Just barely kept her car in sight. Followed her for two hours until she parks at the trailhead inside the national park. I said to Proctor, ‘There. She’s going hiking. Just like she said.’ I remember him shrugging.

“Ellen disappeared up the trail.
It didn’t take long to see why she was up there. It was amazing. Shit, I hadn’t been to the mountains in probably ten years. The fall colors were at their peak and there was this mountain range with white caps. It was perfect.

“I told Proctor to read over his testimony and I grabbed my camera.
I climbed up this little dirt trail for about a mile, took a couple dozen pictures, then hiked back down. Wasn’t gone more than an hour and a half.”

I thought about Adam snapping pictures, nestled up in the brush, trying to get the lighting just right.
He’s got the trees in the frame, reds, oranges, and yellows. The king’s crown of white icing dripping off the top of the mountains. And then just when the picture can’t get any better, two wolves emerge from behind the trees. Adam had taken the one picture that his wife so much desired. He had photographic evidence wolves had returned to the North Cascades.

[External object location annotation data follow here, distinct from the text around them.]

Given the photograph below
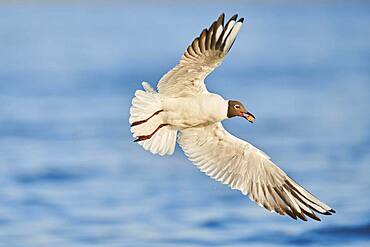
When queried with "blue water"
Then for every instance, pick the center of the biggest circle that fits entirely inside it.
(70, 174)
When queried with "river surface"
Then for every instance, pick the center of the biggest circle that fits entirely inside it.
(70, 174)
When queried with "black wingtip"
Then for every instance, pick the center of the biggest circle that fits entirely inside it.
(234, 17)
(221, 18)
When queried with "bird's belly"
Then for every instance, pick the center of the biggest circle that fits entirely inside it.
(189, 113)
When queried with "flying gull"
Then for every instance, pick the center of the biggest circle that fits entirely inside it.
(184, 111)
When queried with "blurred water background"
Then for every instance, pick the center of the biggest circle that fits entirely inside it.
(70, 174)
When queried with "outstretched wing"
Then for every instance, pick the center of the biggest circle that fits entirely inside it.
(237, 163)
(202, 56)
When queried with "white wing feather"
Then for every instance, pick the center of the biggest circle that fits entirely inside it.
(202, 56)
(243, 167)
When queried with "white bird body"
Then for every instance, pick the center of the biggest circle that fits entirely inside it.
(194, 111)
(183, 111)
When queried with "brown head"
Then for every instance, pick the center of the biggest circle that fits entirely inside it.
(237, 109)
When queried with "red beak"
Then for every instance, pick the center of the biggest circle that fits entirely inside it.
(249, 116)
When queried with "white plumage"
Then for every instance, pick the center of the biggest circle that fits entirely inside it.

Adam was still rambling, “Ellen’s car was still parked there when we left.
We got back to my place around four, spent a couple hours on the yacht going over his testimony, then we called it a day.”

He swirled the last remaining cube of ice around in his glass.

He looked up. “I get a call the next morning from some guy on her security detail asking if I’d heard from my wife.
I told him I hadn’t. He said that when he’d last heard from her the day before, she was going hiking, that he hadn’t spoken to her since. I didn’t see it as relevant that I’d been the last one to see her. So I decided to keep my mouth shut.

“Later that day, when the cops started asking questions, I just couldn’t tell them.
It would look like too big of a coincidence. Her disappearing while hiking. Me, following her, then snapping pictures. The husband is always the prime suspect. And when it leaked that our marriage was all but over, I would have been crucified. So, I lied.”